Cross-border flows of investment play an important role in domestic markets as investors become more sophisticated.
In London, where the level and liquidity of foreign investment is higher than in any other European city, foreign buyers accounted for 39% of the £1.95bn office investment market last year, according to Jones Lang Wootton. Prepared to outbid local investors, and often trading among themselves, foreign purchasers had a tangible impact on values and liquidity in the market.
In France last year, foreign purchasers accounted for half of the FFr 3.2bn commercial investment market, according to Bourdais. In the peak year of 1989, they spent over FFr 10bn. UK property companies and US vulture funds were the most prominent buyers in 1995, although German purchasers also made some smaller acquisitions.
Madrid, by comparison, was on the shopping list of UK and US funds throughout last year, with not a single office deal accomplished. Local buyers were simply prepared to pay higher prices and were not put off by the fact that the heralded rental growth failed to materialise.
Spanish shopping centres continue to be much in demand by foreign investors, although, again, deals have been thin on the ground. Dutch fund ING confirmed its interest last month, taking a 10% stake in Spanish retail developers Filo.
To track some of these trends, Jones Lang Wootton has carried out a detailed analysis of around 110 transactions in Europe during 1995, representing £2bn of cross-border investment. The firm looked at transactions of Ecu 5m (£3.4m) and above, where the purchaser was non-domestic.
The UK was the largest destination for foreign money, accounting for 52% of the transactions. France came second by a long way, attracting 13% of the £2bn total. The Netherlands, Germany and Belgium were all level at around 8% to 9%, while other European countries accounted for the remaining 9%.

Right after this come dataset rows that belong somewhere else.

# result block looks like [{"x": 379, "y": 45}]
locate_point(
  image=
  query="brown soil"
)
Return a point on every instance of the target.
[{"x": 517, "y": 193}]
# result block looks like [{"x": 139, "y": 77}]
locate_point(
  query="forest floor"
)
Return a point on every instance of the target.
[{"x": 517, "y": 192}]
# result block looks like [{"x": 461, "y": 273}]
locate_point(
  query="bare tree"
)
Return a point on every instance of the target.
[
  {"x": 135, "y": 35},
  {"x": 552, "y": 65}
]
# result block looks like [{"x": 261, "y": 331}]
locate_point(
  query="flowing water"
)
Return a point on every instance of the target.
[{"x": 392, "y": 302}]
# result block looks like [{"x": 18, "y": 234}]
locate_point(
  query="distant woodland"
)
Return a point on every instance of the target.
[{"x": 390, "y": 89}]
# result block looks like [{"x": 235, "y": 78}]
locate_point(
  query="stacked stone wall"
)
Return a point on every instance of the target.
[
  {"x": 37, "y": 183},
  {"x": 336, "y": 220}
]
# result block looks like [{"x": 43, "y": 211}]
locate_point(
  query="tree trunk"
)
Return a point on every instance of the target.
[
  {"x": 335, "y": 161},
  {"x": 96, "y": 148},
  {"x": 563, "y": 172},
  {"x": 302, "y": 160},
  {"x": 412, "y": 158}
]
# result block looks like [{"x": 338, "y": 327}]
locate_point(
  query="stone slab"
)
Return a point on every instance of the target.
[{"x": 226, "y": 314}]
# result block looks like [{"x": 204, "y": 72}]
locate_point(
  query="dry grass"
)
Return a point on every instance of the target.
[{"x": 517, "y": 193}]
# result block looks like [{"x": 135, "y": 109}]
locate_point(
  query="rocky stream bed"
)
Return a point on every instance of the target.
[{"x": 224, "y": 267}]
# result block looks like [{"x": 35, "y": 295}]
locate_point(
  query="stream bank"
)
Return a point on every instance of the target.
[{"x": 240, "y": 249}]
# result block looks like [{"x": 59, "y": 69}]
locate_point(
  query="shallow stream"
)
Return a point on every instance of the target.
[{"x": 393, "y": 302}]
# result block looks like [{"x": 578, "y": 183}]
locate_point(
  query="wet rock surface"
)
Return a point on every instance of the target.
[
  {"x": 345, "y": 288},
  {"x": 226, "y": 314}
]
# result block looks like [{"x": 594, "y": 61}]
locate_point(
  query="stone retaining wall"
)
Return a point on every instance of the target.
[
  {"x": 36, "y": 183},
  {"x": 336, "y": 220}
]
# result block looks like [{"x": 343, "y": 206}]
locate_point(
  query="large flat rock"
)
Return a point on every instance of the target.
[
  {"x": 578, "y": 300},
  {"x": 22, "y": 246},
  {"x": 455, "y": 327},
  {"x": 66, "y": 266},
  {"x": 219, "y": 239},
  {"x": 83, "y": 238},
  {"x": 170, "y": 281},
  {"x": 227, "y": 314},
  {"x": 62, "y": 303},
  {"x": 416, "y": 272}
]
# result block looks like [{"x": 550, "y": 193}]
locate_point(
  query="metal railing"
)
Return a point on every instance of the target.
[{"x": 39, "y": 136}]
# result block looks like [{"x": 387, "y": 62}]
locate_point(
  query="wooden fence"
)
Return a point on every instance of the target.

Perhaps not surprisingly, offices made up only 62% of the cross-border market by value of transactions; the higher profile retail deals were scarce last year as local investors in France and Spain work up to the value of these investments. Retail deals only accounted for 6% of the total.
The maturity and transparency of the London office market, its status as a world financial centre, the relatively low UK taxes and the security provided by the 25-year lease are all reasons why London has traditionally dominated, says JLW international investment partner David Seddon.
A quick look at the source of funds confirms these reasons: German buyers accounted for 28% of the total, well ahead of the 7% of Middle Eastern buyers who were the second biggest cross border investors, not including the UK.
The cash-rich German open-ended funds dominate flows of money within Europe. Since 1991, five of the funds have amassed office property worth £1.5bn in central London. Now they are turning their attention to retail, bidding on developments as far afield as Amsterdam and Vienna.
At the end of last year, north American buyers emerged as a major force in the French property market, offering a glimmer of hope to the beleaguered banks. Meanwhile US fund managers are keen to lure European investors across the pond.